Meet Real Kids in the Special Needs Smart Page

by Pat Verbal

In our media driven culture, people often speak out on subjects they know little about. An expert seems to be anyone with a microphone in hand or a book in print. That’s why we searched for experienced disability ministry leaders to create a comprehensive new resource with 150 articles on children with special needs. The Special Needs Smart Pages is packed with ideas on starting a special needs’ ministry, recruiting and training volunteers, teaching strategies, communication skills, outreach programs, spiritual development and health issues. It is a “must-read” for everyone ministering to children with physical, developmental, emotional, or cognitive disabilities.

The real strength of this resource, however, lies in the numerous illustrations and stories of real kids who love serving God. “Read-Aloud” stories will help you inspire their teachers as well as their peers.

Bryce has proven his doctors’ expectations wrong by enjoying a full and purposeful life, though he has spina bifida. Bryce, who is drawn to needy people-in spite of his own apparent difficulties, impacts residents at a local assisted living facility his family visits every week. His enthusiasm and companionship reminds senior citizens they’re still capable of giving and receiving love. Plus, because Bryce has undergone nearly 30 surgeries, he’s able to empathize with hospital patients, brightening their stays with meaningful visits and homemade cards. Bryce and his family bridge the gap between families with special needs and so-called “normal” folks.

Eleven-year-old Madison has a significant seizure disorder and a mild form of hemiplegic cerebral palsy. She also lost one-third of her brain function after contracting bacterial meningitis at age six months. Regardless of her physical limitations, Madison loves to worship the Lord and sing praise songs. Her unique situation compelled her parents to be creative in caring for her, including working hard to establish their church’s special needs ministry called Count Me In. This family’s example of celebrating their faith in the midst of adversity challenges church staff and lay people everywhere to draw near to those who may be a little different.
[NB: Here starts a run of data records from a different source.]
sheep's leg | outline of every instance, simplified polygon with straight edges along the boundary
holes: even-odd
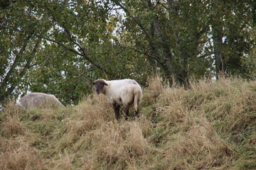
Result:
[[[117,120],[119,115],[119,110],[120,110],[120,106],[117,105],[117,103],[113,104],[114,110],[114,114],[116,119]]]
[[[126,120],[128,120],[129,109],[129,106],[127,106],[127,107],[125,107],[125,118],[124,118],[124,119],[125,119]]]

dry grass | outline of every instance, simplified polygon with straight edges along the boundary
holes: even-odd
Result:
[[[1,169],[255,169],[256,82],[144,89],[139,118],[114,119],[95,94],[61,110],[1,113]]]

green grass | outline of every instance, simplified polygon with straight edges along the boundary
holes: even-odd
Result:
[[[95,94],[59,110],[10,103],[0,115],[0,169],[256,169],[255,81],[149,84],[140,118],[128,121]]]

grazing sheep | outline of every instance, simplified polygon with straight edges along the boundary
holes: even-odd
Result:
[[[97,79],[90,84],[95,86],[96,92],[102,93],[107,101],[112,104],[116,118],[119,115],[120,106],[125,108],[125,120],[129,115],[129,109],[133,104],[135,115],[139,116],[139,106],[142,99],[142,90],[139,84],[133,79],[121,79],[107,81]]]
[[[31,93],[26,94],[21,98],[19,102],[25,108],[65,108],[55,96],[43,93]]]

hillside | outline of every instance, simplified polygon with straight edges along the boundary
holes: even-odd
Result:
[[[102,95],[61,110],[10,103],[0,115],[0,169],[256,169],[256,81],[202,80],[189,90],[149,82],[140,118],[128,121],[114,120]]]

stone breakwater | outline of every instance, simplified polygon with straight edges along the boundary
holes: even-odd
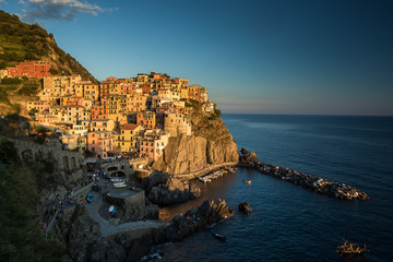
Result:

One young girl named Molly shares intimate details about the struggles her family faced upon hearing her brother Willson’s diagnosis of autism at age three. She admits, “Whenever Willson got mad, he would pinch, pull hair, and push [you] so hard.” Molly and Willson’s parents discovered that music was the key to helping their troubled son communicate. Though she honestly divulges the negative side of his behavior-he pulls out his hair, eyebrows and lashes and picks his nose-Molly highlights his progress and his positive impact on her family. As proof, she cites her own increased toughness and patience. Molly rejoices in his disability saying, “I think God put autistic kids on earth to make us wish for heaven where everything will be perfect. . . . Even though I wouldn’t choose for Willson to have autism, it has been a good influence on me and my family.”

Molly’s profound insight encapsulates the message of many families impacted by disability. Regardless of the challenges associated with these disabilities, these families not only cope, but they also seek the hidden beauty and purpose in living with disabilities. Churches can be in integral part of this journey, if their leadership embraces the vision that they can have a positive influence in ministering to the growing percentage of families affected by disability.

These stories challenge readers to laugh and cry; they persuade people to draw near to those with disabilities instead of shying away out of fear. These narratives spotlight children who follow the Psalmist’s example: “I haven’t kept to myself that what you did for me was right. I have spoken about how faithful you were when you saved me. I haven’t hidden your love and truth from the whole community” (Psalm 40:10, NLrV).

There are bound to be children in your community like Madison, Bryce, Molly and Willson. Is your church ready to reach out to them and their families?